Ayer salí de mi jaula un rato a las siete para darle un regalo de cumpleaños a A. en nombre del grupo Acción Mojitos. A las que no pudieron venir las llamamos por videoconferencia desde la terraza de un bar. A M. la pillamos en el metro de vuelta a casa desde su trabajo. A M., en una larguísima jornada de teletrabajo desde su cama y medio en pijama, me pareció, un poco como el novio de la peluquera.
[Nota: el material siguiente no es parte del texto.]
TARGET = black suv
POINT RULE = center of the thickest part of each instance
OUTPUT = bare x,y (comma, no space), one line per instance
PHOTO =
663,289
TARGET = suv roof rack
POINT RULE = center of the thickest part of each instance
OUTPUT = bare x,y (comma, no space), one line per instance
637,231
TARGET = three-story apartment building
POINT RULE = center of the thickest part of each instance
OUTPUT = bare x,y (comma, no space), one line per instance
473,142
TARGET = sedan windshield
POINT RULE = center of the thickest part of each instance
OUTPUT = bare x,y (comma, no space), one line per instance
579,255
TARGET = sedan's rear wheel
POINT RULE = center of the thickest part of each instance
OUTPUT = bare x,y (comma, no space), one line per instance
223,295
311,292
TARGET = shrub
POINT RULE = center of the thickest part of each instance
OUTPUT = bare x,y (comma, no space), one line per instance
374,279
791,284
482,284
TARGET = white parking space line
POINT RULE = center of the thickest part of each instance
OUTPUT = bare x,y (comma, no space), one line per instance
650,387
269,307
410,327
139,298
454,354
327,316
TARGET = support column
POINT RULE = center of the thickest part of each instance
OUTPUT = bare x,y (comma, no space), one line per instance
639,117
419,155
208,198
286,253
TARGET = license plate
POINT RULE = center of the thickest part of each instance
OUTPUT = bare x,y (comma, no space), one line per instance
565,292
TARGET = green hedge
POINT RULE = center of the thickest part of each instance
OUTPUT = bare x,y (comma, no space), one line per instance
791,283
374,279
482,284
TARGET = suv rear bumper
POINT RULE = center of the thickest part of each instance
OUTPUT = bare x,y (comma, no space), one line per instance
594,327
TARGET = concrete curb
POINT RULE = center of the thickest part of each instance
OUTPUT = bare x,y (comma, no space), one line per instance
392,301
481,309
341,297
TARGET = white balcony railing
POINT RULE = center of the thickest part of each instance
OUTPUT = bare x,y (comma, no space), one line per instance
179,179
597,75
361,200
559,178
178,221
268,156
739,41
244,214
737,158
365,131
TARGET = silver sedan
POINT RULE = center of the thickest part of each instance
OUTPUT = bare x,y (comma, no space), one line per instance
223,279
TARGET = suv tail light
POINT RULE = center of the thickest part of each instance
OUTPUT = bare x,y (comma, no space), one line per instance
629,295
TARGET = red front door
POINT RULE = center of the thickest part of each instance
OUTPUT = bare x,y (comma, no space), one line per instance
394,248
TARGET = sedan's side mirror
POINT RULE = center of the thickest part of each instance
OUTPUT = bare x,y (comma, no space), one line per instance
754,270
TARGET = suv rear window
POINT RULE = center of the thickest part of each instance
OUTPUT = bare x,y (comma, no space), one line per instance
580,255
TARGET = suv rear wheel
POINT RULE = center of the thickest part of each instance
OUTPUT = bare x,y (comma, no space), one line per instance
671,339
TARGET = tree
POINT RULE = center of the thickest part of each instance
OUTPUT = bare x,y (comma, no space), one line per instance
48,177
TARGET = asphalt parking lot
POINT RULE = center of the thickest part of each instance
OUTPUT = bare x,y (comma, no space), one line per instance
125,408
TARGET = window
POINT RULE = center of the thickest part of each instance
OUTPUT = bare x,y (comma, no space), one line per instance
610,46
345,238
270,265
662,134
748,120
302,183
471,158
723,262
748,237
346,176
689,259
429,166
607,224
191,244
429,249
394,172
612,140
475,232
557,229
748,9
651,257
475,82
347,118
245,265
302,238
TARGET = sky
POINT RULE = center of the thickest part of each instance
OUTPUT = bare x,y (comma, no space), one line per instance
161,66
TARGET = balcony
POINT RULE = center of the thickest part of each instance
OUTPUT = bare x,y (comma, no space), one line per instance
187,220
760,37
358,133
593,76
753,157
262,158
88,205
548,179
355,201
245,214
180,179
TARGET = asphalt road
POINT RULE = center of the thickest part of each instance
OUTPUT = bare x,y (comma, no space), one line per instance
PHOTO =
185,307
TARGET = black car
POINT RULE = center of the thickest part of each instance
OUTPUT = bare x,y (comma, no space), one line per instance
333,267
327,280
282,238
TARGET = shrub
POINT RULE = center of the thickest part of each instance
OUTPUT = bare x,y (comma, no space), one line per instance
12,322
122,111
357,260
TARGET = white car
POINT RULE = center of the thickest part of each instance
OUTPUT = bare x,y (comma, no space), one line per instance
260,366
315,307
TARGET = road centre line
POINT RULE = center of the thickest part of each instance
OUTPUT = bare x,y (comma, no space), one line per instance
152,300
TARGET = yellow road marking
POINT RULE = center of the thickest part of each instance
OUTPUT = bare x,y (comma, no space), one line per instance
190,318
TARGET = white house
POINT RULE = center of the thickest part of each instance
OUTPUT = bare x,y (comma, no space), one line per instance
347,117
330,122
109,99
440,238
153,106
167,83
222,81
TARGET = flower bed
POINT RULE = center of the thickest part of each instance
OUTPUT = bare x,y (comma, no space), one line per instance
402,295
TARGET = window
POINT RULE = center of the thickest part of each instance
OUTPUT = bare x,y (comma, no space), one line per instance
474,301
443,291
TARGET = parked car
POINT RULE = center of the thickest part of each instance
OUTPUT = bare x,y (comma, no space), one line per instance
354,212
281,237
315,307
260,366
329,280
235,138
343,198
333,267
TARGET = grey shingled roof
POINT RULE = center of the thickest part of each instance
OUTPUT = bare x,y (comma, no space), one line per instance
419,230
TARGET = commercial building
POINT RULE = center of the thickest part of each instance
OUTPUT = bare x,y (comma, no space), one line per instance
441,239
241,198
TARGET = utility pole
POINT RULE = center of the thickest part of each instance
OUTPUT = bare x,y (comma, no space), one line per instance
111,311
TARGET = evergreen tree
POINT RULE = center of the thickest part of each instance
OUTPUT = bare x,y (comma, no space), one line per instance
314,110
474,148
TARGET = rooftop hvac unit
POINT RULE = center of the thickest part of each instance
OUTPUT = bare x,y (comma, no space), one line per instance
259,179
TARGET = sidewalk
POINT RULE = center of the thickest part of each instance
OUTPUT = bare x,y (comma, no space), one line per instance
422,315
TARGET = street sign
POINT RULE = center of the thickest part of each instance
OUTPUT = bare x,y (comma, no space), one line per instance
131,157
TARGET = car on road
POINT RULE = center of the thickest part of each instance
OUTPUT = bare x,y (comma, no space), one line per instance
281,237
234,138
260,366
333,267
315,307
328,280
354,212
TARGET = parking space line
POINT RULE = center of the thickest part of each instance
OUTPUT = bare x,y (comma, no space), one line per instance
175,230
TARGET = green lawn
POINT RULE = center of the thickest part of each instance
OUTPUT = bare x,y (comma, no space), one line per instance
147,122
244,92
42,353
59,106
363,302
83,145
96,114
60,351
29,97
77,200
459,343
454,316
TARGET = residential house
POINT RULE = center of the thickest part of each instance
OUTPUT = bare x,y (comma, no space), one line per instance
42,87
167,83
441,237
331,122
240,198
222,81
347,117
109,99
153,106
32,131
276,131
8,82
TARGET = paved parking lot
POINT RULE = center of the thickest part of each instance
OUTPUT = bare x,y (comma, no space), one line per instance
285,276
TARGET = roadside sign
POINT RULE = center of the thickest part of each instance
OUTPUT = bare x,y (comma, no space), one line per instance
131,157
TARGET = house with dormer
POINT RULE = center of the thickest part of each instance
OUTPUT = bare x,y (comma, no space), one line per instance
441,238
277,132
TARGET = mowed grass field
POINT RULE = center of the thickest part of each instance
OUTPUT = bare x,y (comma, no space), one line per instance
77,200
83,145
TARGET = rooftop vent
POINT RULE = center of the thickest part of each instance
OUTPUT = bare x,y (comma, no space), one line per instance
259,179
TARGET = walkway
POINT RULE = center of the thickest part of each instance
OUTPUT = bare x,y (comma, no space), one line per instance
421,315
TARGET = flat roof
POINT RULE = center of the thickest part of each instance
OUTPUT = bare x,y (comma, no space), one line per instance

Todas las del grupo estaban agotadas por el trabajo o dedicadas al cuidado de sus hijos (y, en cierta manera, también agotadas). Mientras tomábamos una caña, apareció J., un amigo de A., con un ramo de flores. J. nos contó una de estas historias maravillosas de convivencia a la fuerza por culpa del coronavirus: su pareja, que vive en otro país, tuvo que alargar lo que era una visita de unos días a varias semanas, hasta que le permitieron volver. El piso de J. es minúsculo. “Es una de esas situaciones en las que o te va fenomenal o el otro vuelve a su país en un ataúd”, dijo, con una elocuente dosis de humor negro. Poco se ha hablado de cómo afecta el confinamiento al amor. Estoy deseando ver las cifras de divorcios el año que viene. Mi amiga R. lo ha definido muy bien “qué gana de vernos un poco menos”. No es de extrañar que haya quien celebre la vuelta a la oficina como un espacio de distanciamiento ya no personal o social, sino mental. Colocar el cerebro en otro lugar, durante unas horas, aunque sea en un trabajo explotador, no suena tan mal.